こぐれ日録663 2009年 10/19〜10/25

10/19(月)

3回生ゼミ、久しぶり。
卒業研究には、まず、アーツマネジメントのフレームの基本を押さえようね、と黒板に書き出すと、Hさんが、今日は、授業っぽいねという。
そう、たまには、授業あそびだってするのだよ。
12月にWさんが子どもの文化フォーラムとかえっこバザールの取り組み中心に発表するのだが、その締め切りが今月末ということで、来週は、それをみんなであれこれよくしていくことにしようということに。今日は、文化フォーラムの実行委員長あいさつ文を4年間分、打ち出してみんなで読むことに。初年度は書いたのかどうか忘れていて、パソコンには少なくとも残っていない。
「地域イベント」も5年間つづくと、考察の対象にしていいから、とか、すこし、イベント論とも接合したりする。

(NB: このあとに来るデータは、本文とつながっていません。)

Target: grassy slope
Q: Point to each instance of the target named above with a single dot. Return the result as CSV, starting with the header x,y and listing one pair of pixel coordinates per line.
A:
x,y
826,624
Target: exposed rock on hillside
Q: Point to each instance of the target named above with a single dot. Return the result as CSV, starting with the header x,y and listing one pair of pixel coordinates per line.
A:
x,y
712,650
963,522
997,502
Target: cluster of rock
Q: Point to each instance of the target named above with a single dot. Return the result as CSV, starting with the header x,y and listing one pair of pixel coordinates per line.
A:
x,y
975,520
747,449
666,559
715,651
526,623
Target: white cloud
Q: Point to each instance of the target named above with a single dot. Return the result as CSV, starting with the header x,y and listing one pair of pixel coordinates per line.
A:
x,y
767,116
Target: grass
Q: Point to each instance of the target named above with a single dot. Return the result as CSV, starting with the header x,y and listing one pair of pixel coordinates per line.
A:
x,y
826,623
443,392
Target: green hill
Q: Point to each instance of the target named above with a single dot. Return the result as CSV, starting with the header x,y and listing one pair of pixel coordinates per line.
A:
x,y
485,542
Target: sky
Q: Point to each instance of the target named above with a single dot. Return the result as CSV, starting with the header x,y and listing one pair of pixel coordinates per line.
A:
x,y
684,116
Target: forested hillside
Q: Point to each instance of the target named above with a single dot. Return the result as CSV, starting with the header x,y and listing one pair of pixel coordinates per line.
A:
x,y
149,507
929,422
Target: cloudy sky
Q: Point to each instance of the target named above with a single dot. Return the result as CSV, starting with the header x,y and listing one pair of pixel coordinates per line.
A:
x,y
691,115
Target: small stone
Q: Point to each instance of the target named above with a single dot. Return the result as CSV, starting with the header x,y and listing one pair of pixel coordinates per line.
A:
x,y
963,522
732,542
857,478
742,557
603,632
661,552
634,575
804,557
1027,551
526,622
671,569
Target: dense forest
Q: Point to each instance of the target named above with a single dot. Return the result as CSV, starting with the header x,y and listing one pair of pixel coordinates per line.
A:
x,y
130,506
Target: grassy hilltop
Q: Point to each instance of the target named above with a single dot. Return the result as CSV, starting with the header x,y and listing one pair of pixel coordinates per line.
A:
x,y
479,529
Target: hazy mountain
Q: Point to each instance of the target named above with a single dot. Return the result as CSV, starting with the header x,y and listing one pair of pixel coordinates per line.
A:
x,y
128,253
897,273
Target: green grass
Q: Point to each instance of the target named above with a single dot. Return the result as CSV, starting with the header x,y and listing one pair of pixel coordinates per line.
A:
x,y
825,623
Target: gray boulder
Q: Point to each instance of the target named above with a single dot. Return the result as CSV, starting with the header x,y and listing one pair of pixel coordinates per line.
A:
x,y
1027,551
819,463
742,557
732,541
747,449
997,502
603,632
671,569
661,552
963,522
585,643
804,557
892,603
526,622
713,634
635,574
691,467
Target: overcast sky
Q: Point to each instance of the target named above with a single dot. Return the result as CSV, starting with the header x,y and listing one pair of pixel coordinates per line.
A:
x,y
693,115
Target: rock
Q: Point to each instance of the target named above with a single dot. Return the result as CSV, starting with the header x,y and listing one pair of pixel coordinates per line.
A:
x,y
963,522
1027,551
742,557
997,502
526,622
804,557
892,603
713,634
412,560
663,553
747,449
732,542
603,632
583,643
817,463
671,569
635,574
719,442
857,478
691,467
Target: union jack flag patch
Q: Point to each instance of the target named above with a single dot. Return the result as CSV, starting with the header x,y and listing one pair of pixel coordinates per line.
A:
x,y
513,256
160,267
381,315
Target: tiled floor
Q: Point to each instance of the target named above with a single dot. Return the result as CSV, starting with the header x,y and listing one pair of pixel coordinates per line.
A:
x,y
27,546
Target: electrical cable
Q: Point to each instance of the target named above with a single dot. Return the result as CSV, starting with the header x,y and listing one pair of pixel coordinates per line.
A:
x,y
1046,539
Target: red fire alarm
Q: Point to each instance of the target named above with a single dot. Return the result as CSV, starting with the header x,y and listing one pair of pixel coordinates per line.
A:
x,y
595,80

行政法は、公法と私法という二区分が崩れて行く過程を話して行ったのだが、ずいぶんと難しいということだったので、二つの判例をできるだけ噛み砕いて話す。法律上の利益と(法規の)反射的な利益の関係など。

あわてて、大津市へ。厚生会館はすでにしまっていて、なんだか泥棒さんみたいに2階のベランダ沿いに歩く。
アウトサイダーライブ研究会の2回目。関西スタッフのみ。第1回がかなり濃かった(がちんこ)ので、その反芻とゆるやかなフレームワークづくり。
ずいぶん頭を使うなあ、昨日お寺で舞台づくりにカラダをいっぱい使っていた西川さんがいうのが実に可笑しかった。親密圏(家庭)とその延長の施設だけの往復から、小さな広場へ。それがコモンというかカフェというかサロンというか。アーツセンターのような公共圏的場と親密圏的場の間をつくることを当面の課題にする。


10/20(火)

昨夜と同じ、大津駅。県庁前の厚生会館。廃止された武道場は立ち入り禁止になっているが、ここはどうなるのだろう。跡形もなくなるのかなあ。なくなるのなら、一度、何か公演などしたらぜひ見に行きたいもの。滋賀会館ももう風前の灯みたいだし、その前に一つの消滅祭のようなものがあってもいいかも。

そうそう、風景のお葬式。

糸賀一雄記念賞第八回音楽祭の実行委員会。20分も遅刻した。
どうも、滋賀県庁では文化行政予算を大幅に減少させるようで、第九回への言及はできるだけ避けるような雰囲気だ。せっかく、アウトサイダーライブという考え方も滋賀から生まれ少しずつ広めようとしている矢先なのになあ。
ツイッターなどを使った新しい口コミ伝播について委員会で発言しておく。

で、午後、研究室へ行ってから、ツイッターやブログで音楽祭関係情報アップなどをすこしあれこれ。
糸賀一雄氏はアーティストだったというつぶやきをされている人を発見したり、思いがけないつながり方が面白い。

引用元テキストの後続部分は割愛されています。